Is something unspeakably horrible going to happen? I don’t know. I’m only saying that there is something in the air — a grimness, a bracing. Perhaps I’m just scaring myself over nothing. I turn for relief to my oldest, dearest friends. Boswell, of course:

Edwards. “You are a philosopher, Dr. Johnson. I have tried too in my time to be a philosopher; but, I don’t know how, cheerfulness was always breaking in.”

I smile, but somehow the relief doesn’t come the way it should. “The future casts its shadow into the past,” said Schopenhauer, who actually was a philosopher. I can’t shake off the feeling that we are living, right now, in that chill shadow. Now, I am not a fundamentalist. I don’t believe I am going to be “raptured” up to Heaven, or whatever the opposite is down to the other place, in between breakfast and lunch next Tuesday. I don’t even think the world is going to be annihilated. I just think that we have come to the end of a golden age of peace and security, and there are some nasty things lurking in the near future. We are heading, in Kevin Myers’s memorable phrase, into the realm of chaos.

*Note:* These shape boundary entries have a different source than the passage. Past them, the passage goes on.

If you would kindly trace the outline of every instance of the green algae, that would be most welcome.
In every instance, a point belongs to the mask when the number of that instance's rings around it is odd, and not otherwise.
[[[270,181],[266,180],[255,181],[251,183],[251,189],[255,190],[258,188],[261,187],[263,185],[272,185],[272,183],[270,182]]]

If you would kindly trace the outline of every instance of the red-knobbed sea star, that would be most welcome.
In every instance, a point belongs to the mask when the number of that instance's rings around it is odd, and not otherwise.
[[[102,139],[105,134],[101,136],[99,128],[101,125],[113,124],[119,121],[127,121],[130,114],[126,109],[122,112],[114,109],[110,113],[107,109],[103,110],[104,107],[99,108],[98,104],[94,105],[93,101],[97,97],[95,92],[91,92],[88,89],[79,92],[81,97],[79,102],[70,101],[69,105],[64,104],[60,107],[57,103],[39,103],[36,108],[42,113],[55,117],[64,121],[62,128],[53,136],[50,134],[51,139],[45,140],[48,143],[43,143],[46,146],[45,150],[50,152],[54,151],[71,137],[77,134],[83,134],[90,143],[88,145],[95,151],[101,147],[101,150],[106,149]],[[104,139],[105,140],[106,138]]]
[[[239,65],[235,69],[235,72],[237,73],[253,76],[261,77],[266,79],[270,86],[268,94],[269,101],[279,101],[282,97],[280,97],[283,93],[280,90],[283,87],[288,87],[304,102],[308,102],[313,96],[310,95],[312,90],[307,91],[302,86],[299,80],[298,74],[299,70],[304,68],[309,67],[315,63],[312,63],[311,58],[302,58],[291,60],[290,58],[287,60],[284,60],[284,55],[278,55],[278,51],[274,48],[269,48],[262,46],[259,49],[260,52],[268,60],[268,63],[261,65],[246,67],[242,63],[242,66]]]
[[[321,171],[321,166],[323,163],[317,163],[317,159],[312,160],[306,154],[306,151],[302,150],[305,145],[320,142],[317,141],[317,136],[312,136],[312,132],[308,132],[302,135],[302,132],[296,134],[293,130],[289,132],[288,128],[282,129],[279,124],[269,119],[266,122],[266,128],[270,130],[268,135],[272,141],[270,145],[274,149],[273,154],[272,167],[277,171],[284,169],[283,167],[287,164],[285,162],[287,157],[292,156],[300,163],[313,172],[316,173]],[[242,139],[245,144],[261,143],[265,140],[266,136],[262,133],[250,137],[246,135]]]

The other day I was on the checkout line at a convenience store. The people in front of me were having a conversation. One of them, a middle-aged man, was talking about his daughter, whose car had just been stolen. The girl was, apparently, inconsolable. Said her Dad: “She just mopes around the house saying, ‘They stole my Camry.’ The poor kid, she loved that car. It had a CD player with a six-disk changer. Really, she just can’t get over it.” The man speaking looked to be no more than 45. I can’t imagine his daughter was much over 20. And this was the great disaster of her life: “They stole my Camry.”

Look at us! Look at the gross vulgar overflowing fat wealth we live amongst! Look at the great cars that 20-year-old kids drive 400 yards to the mall, to buy things they don’t need, gadgets to pack into houses already overflowing with gadgets, clothes to cram into closets stuffed with clothes. Look at the work we do, sitting in humming cubicles scrolling through screens full of numbers, numbers that measure our wealth. Look at the bright, airy schools our kids attend, to be taught that their ancestors were moral criminals, their parents are liars, their culture is a sham. Look at our “reality TV” programs, where people with empty heads wallow in infantile hedonism. Look at our fool diplomats, poring over their treaties and resolutions and communiqués, while young men with burning eyes slip silently into our cities with boxes, canisters, cargoes, vials, and suitcases curiously heavy. Look at this proud tower! And feel its foundations tremble.

* Johnson belongs to the so-called “Catholic Church,” a splinter sect of the True Faith.